Advanced Configuration#

Understanding Roles and Overlays#

What is a Role?

A role is a task that can be performed by a node. By assigning a role to a node, an administrator activates the functionality that the role represents on that node. In the context of PRS:

  • PRS::Server - Enables the node to run the PRS daemon and manage power domains (PDs).

  • PRS::Client - Enables the node to be managed by PRS and participate in power domains.

Roles can have parameters that influence their behavior. For example, the PRS::Client role includes parameters for static power usage and power limits.

What is a Configuration Overlay?

A configuration overlay assigns roles to groups of nodes. Multiple overlays can be assigned to a node, and the overlay with the highest priority determines which role assignment is actually used. In PRS:

  • prs-server - A configuration overlay that assigns the PRS::Server role to head nodes or dedicated PRS servers

  • prs-client - A configuration overlay that assigns the PRS::Client role to compute nodes requiring power management

Role Assignment Priority System

Configuration overlays can have priorities from 0-1000 (except 250 and 750, which are reserved). The actual role assignment used depends on priority:

  • Priority 750: Reserved for direct node-level role assignment (highest priority)

  • Priority 500: Default priority for configuration overlays

  • Priority 250: Reserved for category-level role assignment (lowest priority)

  • Priority -1: Configuration overlay is ignored

Higher priority assignments override lower ones. For example, a role assigned directly to a node (750) overrides an overlay assignment (500)

How PRS Uses Roles and Overlays

  1. The prs-server overlay assigns the PRS::Server role to designated nodes (typically head nodes)

  2. The prs-client overlay assigns the PRS::Client role to compute nodes requiring power management

  3. Nodes can receive role assignments from multiple sources (category, overlay, or direct assignment), with priority determining which takes effect

  4. Direct node assignment (priority 750) can override overlay assignments when custom parameters are needed

This priority-based system allows both broad configuration management and fine-tuned per-node customization when needed.

Configuring PRS Server#

PRS server runs on one or two head nodes (in HA configurations), with configuration done at the overlay/role level. The prs-server configuration overlay assigns the PRS::Server role to the head node(s).

Configuring the PRS::Server Role#

The PRS::Server role assigned by the prs-server overlay defines the PRS daemon behavior and power domain management. All configuration is accessed through:

configurationoverlay[prs-server]->roles[PRS::Server]

Viewing and Modifying Role Parameters:

To view all current settings for the PRS server role:

cmsh -c "configurationoverlay use prs-server ; roles ; use PRS::Server ; show"

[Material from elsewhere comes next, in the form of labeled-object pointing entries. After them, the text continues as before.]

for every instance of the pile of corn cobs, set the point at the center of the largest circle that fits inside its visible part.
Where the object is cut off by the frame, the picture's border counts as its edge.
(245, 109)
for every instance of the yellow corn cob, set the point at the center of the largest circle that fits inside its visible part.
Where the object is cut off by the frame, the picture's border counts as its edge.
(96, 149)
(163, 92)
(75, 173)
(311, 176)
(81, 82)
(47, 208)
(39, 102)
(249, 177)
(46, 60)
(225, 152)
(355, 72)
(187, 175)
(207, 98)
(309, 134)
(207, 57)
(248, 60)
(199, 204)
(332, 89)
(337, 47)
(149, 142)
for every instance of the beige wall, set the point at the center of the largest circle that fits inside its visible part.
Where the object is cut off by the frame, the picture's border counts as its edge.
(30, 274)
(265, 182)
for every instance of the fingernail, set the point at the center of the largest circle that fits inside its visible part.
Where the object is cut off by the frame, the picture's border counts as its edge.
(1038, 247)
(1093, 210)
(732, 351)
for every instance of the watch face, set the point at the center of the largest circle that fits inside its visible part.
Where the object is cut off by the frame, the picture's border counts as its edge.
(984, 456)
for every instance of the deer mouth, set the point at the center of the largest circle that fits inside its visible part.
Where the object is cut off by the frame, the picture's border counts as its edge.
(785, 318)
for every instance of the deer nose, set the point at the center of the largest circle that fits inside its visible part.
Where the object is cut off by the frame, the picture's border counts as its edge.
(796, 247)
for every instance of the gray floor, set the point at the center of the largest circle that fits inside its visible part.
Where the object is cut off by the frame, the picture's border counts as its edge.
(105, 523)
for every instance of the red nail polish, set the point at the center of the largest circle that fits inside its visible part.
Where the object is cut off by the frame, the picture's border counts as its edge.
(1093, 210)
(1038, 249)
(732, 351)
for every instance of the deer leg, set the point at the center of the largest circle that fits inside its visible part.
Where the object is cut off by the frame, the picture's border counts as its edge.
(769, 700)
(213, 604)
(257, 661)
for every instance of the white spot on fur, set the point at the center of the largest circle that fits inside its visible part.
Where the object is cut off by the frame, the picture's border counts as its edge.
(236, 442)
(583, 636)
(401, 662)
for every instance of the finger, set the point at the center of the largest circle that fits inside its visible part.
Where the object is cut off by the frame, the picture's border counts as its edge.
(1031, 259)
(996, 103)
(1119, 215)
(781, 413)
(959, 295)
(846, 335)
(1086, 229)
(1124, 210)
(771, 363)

This displays parameters such as ports, certificate paths, control loop timing, and PD assignments. Example output:

PRS server role configuration output showing ports, certificate paths, control loop timing, and power domain assignments

To get a specific parameter value:

cmsh -c "configurationoverlay use prs-server ; roles ; use PRS::Server ; get <parameter>"

Example:

cmsh -c "configurationoverlay use prs-server ; roles ; use PRS::Server ; get Interval"

To set a parameter:

cmsh -c "configurationoverlay use prs-server ; roles ; use PRS::Server ; set <parameter> <value>"

Example:

cmsh -c "configurationoverlay use prs-server ; roles ; use PRS::Server ; set Interval 10; commit"

Note

Since PRS servers on head nodes share the same configuration, all settings are done at the overlay/role level. Node-specific configuration is not needed for the PRS server.

Power Domains Management#

Power domains (PDs) were created during PRS installation based on your selected grouping strategy:

  • rack: One PD per rack (e.g., rack001, rack002)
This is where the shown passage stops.